Jamil Smith of The Daily Beast tweeted on August 16, “All these folks worried about erasing history when the Confederate statues come down will be thrilled to learn about the existence of books.”
Battles over monuments to treason may be symbolic, but symbols can promote violence as well as virtue, and clashes over what merits public commemoration are stand-ins for an old struggle over whom our public institutions are supposed to serve.
The aftermath of Charlottesville included ACLU’s announcement that it will cease defending hate speech accompanied by firearms; the fortitude of the parents of Heather Heyer, who was murdered with a car; and testimony by DeAndre Harris, whose beating by racists with metal poles caused wounds including a skull fracture that required eight staples. Neo-Nazis continued to defame Heyer and threaten Harris; web hosting firms banned The Daily Stormer. Heartening developments included the president’s entire arts advisory panel resigning; a huge counter-protest in Boston; and white nationalist Steve Bannon being booted from the White House.
Still defiling the Oval Office is our Birther-in-Chief, who refuses to call domestic terrorism by its name. He will not repudiate the white-grievance mongering he rode to power, much less check his spiteful outbursts or his lifelong contempt for people of color. Hang your head, John Kelly.
Trump sees no disparity when, as Tina Fey noted, Native Americans are shot with rubber bullets for protesting at Standing Rock while Nazis freely march with semiautomatics in Virginia. By the way, is it just me, or is there something slightly off about anti-Semites adopting a preppy polo-and-khakis look popularized by Jewish clothiers?
The midterm elections are less than fifteen months away. Do the Democrats look ready? The people they need to win over are not Obama haters, but Obama voters who supported Trump. Obama, whose stature only grows, spoke to the best in us.
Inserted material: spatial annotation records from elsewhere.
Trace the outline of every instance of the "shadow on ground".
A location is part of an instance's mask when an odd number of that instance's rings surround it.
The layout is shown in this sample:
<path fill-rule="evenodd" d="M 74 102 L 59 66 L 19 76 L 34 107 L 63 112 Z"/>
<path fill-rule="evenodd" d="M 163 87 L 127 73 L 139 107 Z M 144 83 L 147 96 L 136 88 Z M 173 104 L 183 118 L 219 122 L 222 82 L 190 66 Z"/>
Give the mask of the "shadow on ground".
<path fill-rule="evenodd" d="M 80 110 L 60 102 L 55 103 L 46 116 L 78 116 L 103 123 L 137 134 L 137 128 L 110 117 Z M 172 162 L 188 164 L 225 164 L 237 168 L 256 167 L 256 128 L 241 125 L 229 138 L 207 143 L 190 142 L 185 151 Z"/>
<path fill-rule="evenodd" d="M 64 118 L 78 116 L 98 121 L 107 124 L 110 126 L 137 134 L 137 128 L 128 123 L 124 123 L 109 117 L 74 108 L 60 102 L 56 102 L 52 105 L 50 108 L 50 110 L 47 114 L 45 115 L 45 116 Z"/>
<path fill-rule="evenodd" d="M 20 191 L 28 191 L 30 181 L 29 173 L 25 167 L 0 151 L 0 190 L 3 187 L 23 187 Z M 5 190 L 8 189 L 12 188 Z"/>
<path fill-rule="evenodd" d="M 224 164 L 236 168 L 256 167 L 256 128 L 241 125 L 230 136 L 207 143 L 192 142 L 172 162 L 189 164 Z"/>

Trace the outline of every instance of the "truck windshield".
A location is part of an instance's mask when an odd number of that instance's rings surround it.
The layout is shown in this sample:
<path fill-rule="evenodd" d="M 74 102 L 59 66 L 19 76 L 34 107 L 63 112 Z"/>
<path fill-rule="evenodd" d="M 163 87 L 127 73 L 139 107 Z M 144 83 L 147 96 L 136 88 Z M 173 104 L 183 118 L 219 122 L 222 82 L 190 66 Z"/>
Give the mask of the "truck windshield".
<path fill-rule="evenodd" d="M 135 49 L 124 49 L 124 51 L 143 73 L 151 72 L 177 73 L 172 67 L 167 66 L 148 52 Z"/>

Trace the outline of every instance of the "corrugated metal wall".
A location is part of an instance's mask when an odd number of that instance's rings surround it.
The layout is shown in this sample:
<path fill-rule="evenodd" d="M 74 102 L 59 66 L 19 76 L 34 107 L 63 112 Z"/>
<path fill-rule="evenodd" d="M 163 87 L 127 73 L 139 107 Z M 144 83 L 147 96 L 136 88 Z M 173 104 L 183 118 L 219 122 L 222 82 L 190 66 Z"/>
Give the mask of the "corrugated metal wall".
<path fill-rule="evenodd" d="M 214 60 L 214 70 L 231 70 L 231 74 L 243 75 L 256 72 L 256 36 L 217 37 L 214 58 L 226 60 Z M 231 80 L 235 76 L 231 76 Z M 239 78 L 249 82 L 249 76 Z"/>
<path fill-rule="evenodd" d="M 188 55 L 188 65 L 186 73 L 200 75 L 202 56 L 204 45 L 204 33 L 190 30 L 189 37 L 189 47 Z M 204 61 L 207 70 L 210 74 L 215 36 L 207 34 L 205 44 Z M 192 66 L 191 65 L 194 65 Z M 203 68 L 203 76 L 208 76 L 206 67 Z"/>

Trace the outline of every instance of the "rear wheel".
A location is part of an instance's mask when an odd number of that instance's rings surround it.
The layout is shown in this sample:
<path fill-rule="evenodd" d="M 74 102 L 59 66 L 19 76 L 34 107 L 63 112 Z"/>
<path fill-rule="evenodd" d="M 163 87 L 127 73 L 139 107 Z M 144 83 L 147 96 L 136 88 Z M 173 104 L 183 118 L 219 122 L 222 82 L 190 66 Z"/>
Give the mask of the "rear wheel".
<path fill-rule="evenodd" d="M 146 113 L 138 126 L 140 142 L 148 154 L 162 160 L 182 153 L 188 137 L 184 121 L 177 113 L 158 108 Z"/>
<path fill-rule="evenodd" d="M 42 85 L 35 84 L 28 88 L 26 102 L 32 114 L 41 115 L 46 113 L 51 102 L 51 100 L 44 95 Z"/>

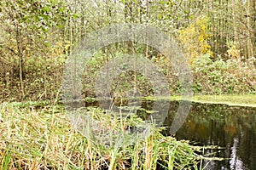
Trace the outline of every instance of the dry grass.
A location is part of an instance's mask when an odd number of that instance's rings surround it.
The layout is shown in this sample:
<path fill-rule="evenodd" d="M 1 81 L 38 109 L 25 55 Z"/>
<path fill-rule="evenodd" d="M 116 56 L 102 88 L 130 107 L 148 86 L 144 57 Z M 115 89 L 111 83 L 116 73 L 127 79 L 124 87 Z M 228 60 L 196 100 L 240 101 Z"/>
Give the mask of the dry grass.
<path fill-rule="evenodd" d="M 3 103 L 0 169 L 197 169 L 201 148 L 159 130 L 133 144 L 95 143 L 76 131 L 63 107 Z"/>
He did so when we needed it most, after horrors that included the murder of schoolchildren and a massacre in a church. He soared at his second inaugural: “We, the people, declare today that the most evident of truths –- that all of us are created equal –- is the star that guides us still; just as it guided our forebears through Seneca Falls, and Selma, and Stonewall….”
Inspiring words are not enough, but are vital. We must inspire people to consider the consequences of inaction and recognize the possibilities of cooperative effort. We will not inspire them to exercise their voting franchise by endlessly re-litigating the last election.
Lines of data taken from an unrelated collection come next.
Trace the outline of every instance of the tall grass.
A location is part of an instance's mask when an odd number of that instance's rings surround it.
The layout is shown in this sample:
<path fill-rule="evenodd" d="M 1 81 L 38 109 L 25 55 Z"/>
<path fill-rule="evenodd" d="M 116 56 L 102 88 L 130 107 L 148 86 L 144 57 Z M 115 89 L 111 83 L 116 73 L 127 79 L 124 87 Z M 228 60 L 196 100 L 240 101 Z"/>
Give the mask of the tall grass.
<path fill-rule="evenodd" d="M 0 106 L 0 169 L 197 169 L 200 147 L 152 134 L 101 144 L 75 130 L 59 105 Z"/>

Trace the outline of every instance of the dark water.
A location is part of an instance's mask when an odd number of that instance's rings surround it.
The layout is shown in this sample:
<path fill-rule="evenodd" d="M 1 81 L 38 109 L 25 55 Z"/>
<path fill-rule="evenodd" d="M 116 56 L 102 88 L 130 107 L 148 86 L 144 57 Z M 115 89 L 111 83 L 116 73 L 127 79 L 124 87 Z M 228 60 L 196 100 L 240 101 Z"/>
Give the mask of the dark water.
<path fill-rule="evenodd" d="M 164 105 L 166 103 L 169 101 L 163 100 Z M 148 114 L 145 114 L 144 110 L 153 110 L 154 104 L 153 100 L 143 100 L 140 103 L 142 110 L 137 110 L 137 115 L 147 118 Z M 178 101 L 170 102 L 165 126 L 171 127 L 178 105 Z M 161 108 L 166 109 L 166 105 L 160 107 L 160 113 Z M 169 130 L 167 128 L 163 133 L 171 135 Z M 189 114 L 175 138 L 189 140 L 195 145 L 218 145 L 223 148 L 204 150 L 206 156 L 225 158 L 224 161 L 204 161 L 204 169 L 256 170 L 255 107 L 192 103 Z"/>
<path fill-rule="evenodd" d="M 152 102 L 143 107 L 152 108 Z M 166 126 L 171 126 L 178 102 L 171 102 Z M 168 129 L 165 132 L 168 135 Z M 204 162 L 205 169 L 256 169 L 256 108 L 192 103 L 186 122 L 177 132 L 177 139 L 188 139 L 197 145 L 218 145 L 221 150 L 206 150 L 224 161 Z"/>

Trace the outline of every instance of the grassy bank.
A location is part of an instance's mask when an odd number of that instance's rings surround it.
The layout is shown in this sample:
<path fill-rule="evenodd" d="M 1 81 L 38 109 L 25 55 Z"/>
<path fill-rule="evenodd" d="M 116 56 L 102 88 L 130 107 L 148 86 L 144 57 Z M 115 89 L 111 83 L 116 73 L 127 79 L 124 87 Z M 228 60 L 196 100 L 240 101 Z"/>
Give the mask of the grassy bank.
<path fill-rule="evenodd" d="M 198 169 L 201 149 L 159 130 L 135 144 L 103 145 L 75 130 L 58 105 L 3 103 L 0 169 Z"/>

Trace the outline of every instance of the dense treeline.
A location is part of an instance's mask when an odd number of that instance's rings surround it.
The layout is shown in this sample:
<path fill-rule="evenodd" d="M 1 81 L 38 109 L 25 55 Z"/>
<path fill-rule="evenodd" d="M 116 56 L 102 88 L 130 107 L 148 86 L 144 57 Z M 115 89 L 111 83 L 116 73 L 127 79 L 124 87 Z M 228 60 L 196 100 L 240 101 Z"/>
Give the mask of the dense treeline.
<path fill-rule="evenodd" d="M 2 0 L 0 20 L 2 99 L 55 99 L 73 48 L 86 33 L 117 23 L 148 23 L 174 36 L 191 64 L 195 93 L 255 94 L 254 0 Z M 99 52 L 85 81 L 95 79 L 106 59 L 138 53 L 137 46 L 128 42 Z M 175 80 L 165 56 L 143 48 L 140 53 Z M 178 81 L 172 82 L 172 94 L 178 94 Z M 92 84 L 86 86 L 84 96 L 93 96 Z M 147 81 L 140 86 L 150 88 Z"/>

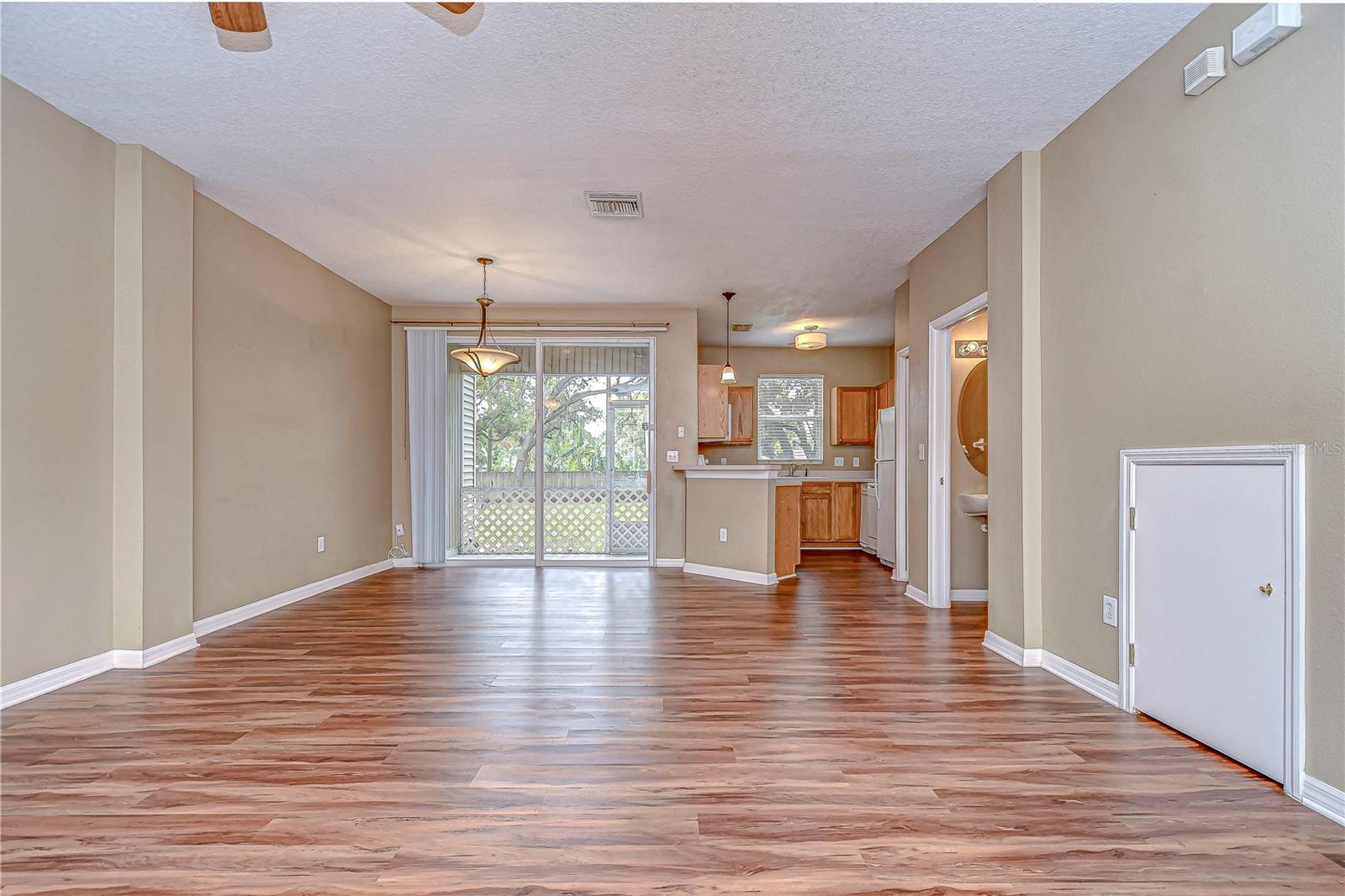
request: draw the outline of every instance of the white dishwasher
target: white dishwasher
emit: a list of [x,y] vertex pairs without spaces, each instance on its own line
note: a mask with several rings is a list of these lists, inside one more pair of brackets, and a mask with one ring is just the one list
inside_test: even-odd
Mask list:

Pragmatism and principle are competing forces, not enemies. We need both if we are to practice the politics of addition required to win. We also need respect and patience. Being receptive to contrasting views requires grace unfamiliar in our War Room political culture. But willingness to learn is a key quality to distinguish us from Mr. Trump.
Our nation is beset by provocateurs, opportunists, and hate peddlers much more from the right than from the left, despite rampant moral equivalency. We must be ready to combat the lies of people like Jack Posobiec (who pushed the Pizzagate and Seth Rich hoaxes) and Dinesh D’Souza (who erases considerable history to portray Democrats as still the party of segregation), but we must avoid playing a purely defensive game. Anger may fuel our activism, but empathy should steer it.
Ms. Fey, a University of Virginia grad, gave a lacerating commentary about Charlottesville on “Weekend Update Summer Edition” while gorging on a sheet cake. Humorous venting, however, is no more a political plan than vandalizing statues. Disputes over public memorials will continue (my Civil War favorite is the one by Augustus Saint-Gaudens in Boston). But we must also look ahead. Attracting voters requires a theme and purpose that animate otherwise dry policy proposals.
Far-right fanatics and their collaborator in the White House are handing us plenty of ammunition to use against them. But if we fight on their terms and their schedule, we lose. Upholding American values that are under assault demands an assertive, confident message that connects at a human level, not just “a better deal.” Let’s be about it, telling the truth and shaming the devil.